Find table in the back of your statistics text labeled something like "areas under normal distribution" to find the proportion/probability related to the Z score.
To test the claim that the average amount of time spent studying for an exam is less than or equal to 120 minutes, we can use a one-sample t-test.
Here are the steps to perform the hypothesis test:
Step 1: State the null and alternative hypotheses.
- Null hypothesis (H0): The average time spent studying is equal to or greater than 120 minutes (μ ≥ 120).
- Alternative hypothesis (Ha): The average time spent studying is less than 120 minutes (μ < 120).
Step 2: Determine the significance level.
The significance level (α) is given as 0.01 in this case.
Step 3: Compute the test statistic.
The test statistic for a one-sample t-test is given by:
t = (sample mean - population mean) / (sample standard deviation / √sample size)
We have:
sample mean (x̄) = 140
population mean (μ) = 120
sample standard deviation (s) = 20
sample size (n) = 101
t = (140 - 120) / (20 / √101)
t ≈ 2.527
Step 4: Determine the critical value.
Since the alternative hypothesis states that the average time is less than 120 minutes, it is a one-tailed test. We need to find the critical value for a one-tailed test with a significance level of 0.01 and degrees of freedom (df) = n - 1 = 101 - 1 = 100.
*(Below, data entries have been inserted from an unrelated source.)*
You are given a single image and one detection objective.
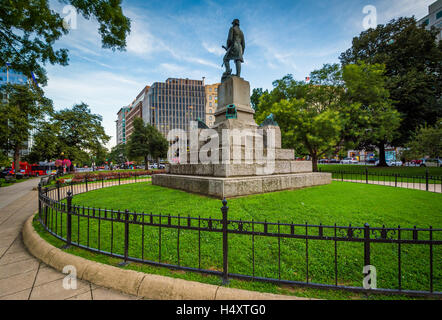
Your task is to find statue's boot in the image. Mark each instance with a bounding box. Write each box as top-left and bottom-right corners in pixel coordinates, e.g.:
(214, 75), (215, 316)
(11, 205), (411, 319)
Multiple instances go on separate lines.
(235, 60), (241, 77)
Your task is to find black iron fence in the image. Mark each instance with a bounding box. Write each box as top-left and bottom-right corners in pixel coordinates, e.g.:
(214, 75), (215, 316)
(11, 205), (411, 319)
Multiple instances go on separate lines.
(319, 168), (442, 193)
(38, 177), (442, 296)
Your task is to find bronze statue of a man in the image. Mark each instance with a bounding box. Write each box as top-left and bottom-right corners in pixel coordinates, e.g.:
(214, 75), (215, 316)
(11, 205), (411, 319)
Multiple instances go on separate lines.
(221, 19), (246, 82)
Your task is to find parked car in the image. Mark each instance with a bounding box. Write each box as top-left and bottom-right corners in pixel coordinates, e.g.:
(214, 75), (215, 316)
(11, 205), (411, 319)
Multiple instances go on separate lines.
(0, 168), (14, 178)
(375, 160), (402, 167)
(341, 158), (358, 164)
(420, 159), (442, 167)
Using a t-table or a calculator, the critical value at a significance level of 0.01 and df = 100 is approximately -2.626.
Step 5: Make a decision and write a conclusion.
If the test statistic is less than the critical value, we reject the null hypothesis; otherwise, we fail to reject the null hypothesis.
In this case, since t (2.527) > critical value (-2.626), we fail to reject the null hypothesis.
Conclusion: There is not enough statistical evidence to support the claim that the average amount of time spent studying for the exam is less than or equal to 120 minutes at a significance level of 0.01.